Peki, dünya bu senaryoya ne kadar hazır? Özellikle Çin’in stratejik duruşu burada dikkat çekiyor. Çin, doğrudan çatışmalardan kaçınarak, küresel olayları izliyor ve güç dengelerini kendi lehine çevirmeye çalışıyor. Çin’in bu stratejisi, Sun Tzu’nun öğretilerini hatırlatıyor: “En büyük zafer, savaşmadan kazanılandır.” Çin, büyük güçlerin birbirlerini yıpratmasını izlerken, kendi pozisyonunu güçlendiriyor.

Rusya cephesine baktığımızda ise NATO ile olası bir doğrudan çatışmanın Üçüncü Dünya Savaşı’na dönüşebileceği konusunda uyarılar var. Bu gerilim, dünya çapında savaş ihtimalinin ciddiyetini bir kez daha gözler önüne seriyor. NATO ile Rusya arasındaki gerilimlerin doğrudan çatışmaya evrilme riski, uluslararası kamuoyunda büyük bir tedirginlik yaratıyor. Rus yetkililerin bu konuda yaptığı açıklamalar, küresel barışın ne kadar kırılgan olduğunu bir kez daha kanıtlıyor.
Komplo teorisyenleri ise bu senaryoları farklı açılardan yorumluyor. Bazıları, büyük güçlerin aslında gizli anlaşmalar yaparak bu tür gerilimleri kontrollü bir şekilde tırmandırdığını iddia ediyor. Amaç, savunma sanayii harcamalarını artırmak ve halkı kontrol altında tutmak olabilir. Bu tür teoriler, resmi açıklamaların ötesinde farklı bir perspektif sunarak, olayların arkasındaki olası gizli gündemleri sorgulatıyor.
Belirsizlikler ve tehlikeler karşısında, bazı ülkeler ve bölgeler Üçüncü Dünya Savaşı senaryolarına karşı daha güvenli olarak değerlendiriliyor.
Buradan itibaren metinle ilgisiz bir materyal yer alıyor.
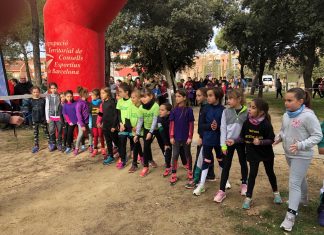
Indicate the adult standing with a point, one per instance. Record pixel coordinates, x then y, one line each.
316 89
129 80
22 88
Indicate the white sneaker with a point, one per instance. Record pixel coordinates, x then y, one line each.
228 185
199 190
289 222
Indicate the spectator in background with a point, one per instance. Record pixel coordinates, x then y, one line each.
278 88
113 87
129 80
321 88
316 89
44 87
138 83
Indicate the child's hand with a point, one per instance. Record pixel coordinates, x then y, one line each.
200 141
256 141
149 136
277 141
293 148
229 142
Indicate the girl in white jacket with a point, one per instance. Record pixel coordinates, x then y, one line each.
300 132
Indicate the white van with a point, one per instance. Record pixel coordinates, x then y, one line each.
268 80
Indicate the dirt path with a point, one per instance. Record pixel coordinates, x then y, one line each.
58 194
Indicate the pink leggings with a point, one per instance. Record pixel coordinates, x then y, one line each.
97 132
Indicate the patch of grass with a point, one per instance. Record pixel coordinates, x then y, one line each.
269 220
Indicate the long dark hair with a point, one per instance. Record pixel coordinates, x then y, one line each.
300 94
262 106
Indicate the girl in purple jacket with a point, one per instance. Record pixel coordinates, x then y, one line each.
82 113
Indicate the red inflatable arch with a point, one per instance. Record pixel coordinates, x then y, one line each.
75 41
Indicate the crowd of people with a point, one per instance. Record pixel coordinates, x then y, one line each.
140 112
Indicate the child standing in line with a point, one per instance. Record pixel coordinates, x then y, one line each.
149 112
210 120
300 132
164 130
71 119
181 133
201 97
231 126
257 133
107 120
123 105
38 116
82 113
97 133
131 123
53 111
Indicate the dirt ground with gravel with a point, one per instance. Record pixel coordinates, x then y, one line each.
53 193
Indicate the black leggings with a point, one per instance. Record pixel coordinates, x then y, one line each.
147 149
240 148
176 152
69 136
254 168
111 137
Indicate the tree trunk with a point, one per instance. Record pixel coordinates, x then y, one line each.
166 69
24 52
35 42
107 64
309 65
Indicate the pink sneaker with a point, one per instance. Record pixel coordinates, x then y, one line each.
103 151
243 189
220 196
120 165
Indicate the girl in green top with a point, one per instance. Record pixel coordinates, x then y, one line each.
149 112
133 115
123 105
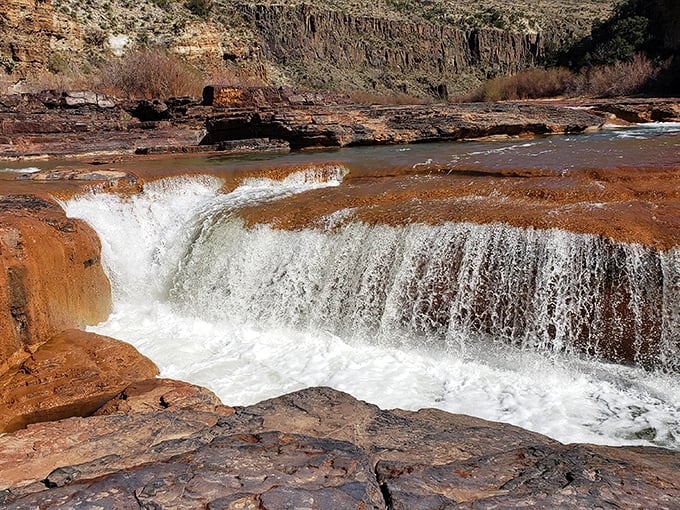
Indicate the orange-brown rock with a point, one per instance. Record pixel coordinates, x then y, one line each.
152 395
348 125
73 374
638 205
51 277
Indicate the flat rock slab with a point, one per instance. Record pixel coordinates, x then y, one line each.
320 448
347 125
72 374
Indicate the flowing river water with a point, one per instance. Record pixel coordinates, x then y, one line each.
505 322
Daily Mail’in hazırladığı listeye göre, Antarktika, Arjantin, Bhutan ve Şili gibi bölgeler, olası bir küresel çatışma durumunda güvenli bölgeler arasında yer alıyor. Bu bölgelerin coğrafi ve politik izolasyonu, küresel çatışmaların etkilerinden korunmalarını sağlayabilir.
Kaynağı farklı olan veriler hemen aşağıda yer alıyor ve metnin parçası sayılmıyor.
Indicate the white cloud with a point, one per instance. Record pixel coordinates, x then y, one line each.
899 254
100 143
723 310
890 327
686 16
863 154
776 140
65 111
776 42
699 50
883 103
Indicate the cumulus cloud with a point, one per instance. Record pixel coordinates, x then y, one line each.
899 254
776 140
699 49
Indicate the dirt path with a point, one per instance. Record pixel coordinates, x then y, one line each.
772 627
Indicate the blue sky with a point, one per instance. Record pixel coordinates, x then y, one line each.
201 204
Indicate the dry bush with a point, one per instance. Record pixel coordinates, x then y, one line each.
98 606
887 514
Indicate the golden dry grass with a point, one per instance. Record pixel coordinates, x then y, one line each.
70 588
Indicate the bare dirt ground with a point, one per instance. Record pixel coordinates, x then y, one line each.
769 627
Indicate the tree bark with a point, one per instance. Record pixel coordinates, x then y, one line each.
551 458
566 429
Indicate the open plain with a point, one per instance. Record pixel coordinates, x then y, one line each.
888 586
Sonuç olarak, dünya genelindeki mevcut gerilimler ve çatışmalar, Üçüncü Dünya Savaşı olasılığını ciddi bir şekilde gündeme taşımış durumda. Küresel güvenlik stratejileri ve diplomatik çabalar, bu olasılığı engellemek için kritik önem taşıyor. Ancak, liderlerin iç politikadaki baskılar nedeniyle daha agresif tutumlar sergilediği de bir gerçek. Bu durum, dünya genelinde istikrarı sağlamak adına daha büyük çabalar ve uluslararası iş birliğini zorunlu kılıyor. Diplomasinin ve müzakerenin önemi, bu kritik dönemde her zamankinden daha fazla vurgulanmalı.
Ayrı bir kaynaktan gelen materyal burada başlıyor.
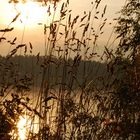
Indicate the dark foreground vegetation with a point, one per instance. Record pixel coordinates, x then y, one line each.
77 98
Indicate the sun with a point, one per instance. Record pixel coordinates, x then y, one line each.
22 127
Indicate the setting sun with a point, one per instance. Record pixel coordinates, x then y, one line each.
23 127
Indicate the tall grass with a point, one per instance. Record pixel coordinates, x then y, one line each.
70 103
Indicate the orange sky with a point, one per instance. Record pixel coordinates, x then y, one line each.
34 33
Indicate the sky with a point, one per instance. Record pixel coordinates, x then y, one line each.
26 30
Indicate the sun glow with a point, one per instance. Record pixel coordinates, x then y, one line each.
22 127
30 12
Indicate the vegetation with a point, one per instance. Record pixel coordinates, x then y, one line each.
67 93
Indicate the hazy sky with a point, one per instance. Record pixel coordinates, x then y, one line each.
33 32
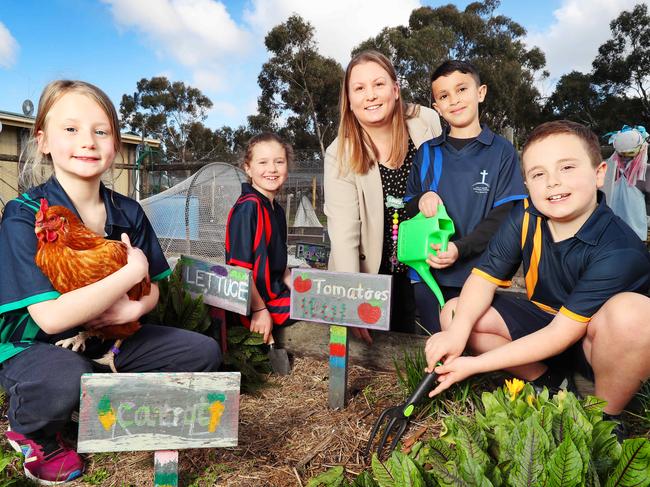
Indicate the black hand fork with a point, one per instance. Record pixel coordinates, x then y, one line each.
399 416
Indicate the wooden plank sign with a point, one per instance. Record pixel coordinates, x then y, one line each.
341 298
315 254
158 411
223 286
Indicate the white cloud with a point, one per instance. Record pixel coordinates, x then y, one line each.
198 34
208 80
571 42
224 108
339 24
8 48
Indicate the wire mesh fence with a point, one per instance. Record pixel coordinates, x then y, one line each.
189 215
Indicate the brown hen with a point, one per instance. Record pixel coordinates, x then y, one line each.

Unutulmamalı ki, tarihte birçok savaş, beklenmedik bir kıvılcımla başlamıştır. Bugün de dünya, böyle bir kıvılcımı ateşleyebilecek pek çok potansiyel tehlikeyle karşı karşıya. Bu nedenle, barışın korunması ve sürdürülmesi adına tüm uluslararası aktörlerin sorumluluk alması gerekmektedir.